II. LARGE COMMISSION AS "HIDDEN FINANCE CHARGE"

This Court finds that when credit insurance is optional and is clearly noted as such on the face of the contract, the cost of the insurance premium is excluded from the finance charge under Section 106(b) of the Act and Section 226.4(a) (5) of Regulation Z, regardless of the amount of commission the seller makes.

Therefore those sections of Count I which allege violation of the Act for failure to include as part of the finance charge on the contract all or part of the charges for credit life insurance are dismissed.

 
III. THE ACCELERATION CLAUSE

Defendants' final argument is that an acceleration clause need not be placed on the front of the contract since it only creates a creditor option upon "the failure of the customer to perform his obligations." This Court does not agree, particularly in light of the specifics of this contract.

Upon acceleration of all unpaid amounts, a charge may result to the customer. Although defendants specify on the front of the contract that upon repayment the customer will receive a rebate of unearned finance charges based on the "Rule of 78," no similar provision is contained in the acceleration clause. Thus, plaintiff alleges that by exercising the right of acceleration, defendants reap unearned finance charges and are obligated to refund that money, i.e., plaintiff is faced with a charge.
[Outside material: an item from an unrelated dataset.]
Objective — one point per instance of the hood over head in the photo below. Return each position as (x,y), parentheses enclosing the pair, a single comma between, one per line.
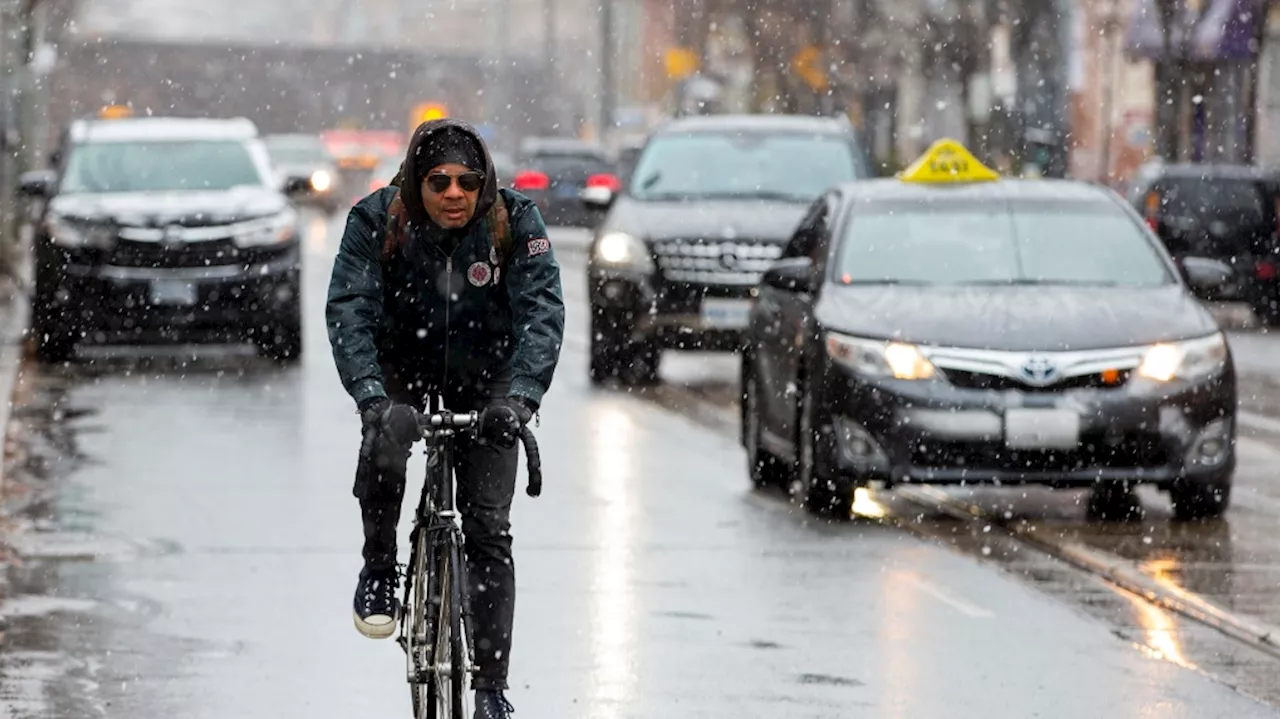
(438,142)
The Federal Reserve Board's Opinion Letter No. 851 specifically states:

 
[I]f upon acceleration of the unpaid remainder of the total payments, the creditor does not rebate the unearned finance charges in accordance with the rebate provisions disclosed in § 226.8(b) (2), any amounts retained beyond those which would have been rebated under the disclosed rebate provisions represent a "charge which should be disclosed under § 226.8(b) (4)."

In the absence of any rebate provision, the contract must disclose the amounts retained upon acceleration.

Therefore those sections of Count I which allege violation of the Act for failure to adequately disclose defendants' right to accelerate the unpaid balance of the contract upon default do state a claim.

 
IV. COUNTS II THROUGH V

Because Count I does state a claim upon which relief can be granted, this Court will exercise pendent jurisdiction over Counts II through V, United Mine Workers v. Gibbs, 383 U.S. 715, 86 S. Ct. 1130, 16 L. Ed. 2d 218 (1966).

 
CONCLUSION

Defendants' Motions to Dismiss are granted insofar as they relate to those portions of Count I which allege that defendants violated the Truth-in-Lending Act by failing to disclose all or part of the charges for credit life insurance sold to plaintiff.

Defendants' Motions to Dismiss are denied insofar as they relate to the remaining sections of Count I and Counts II through V.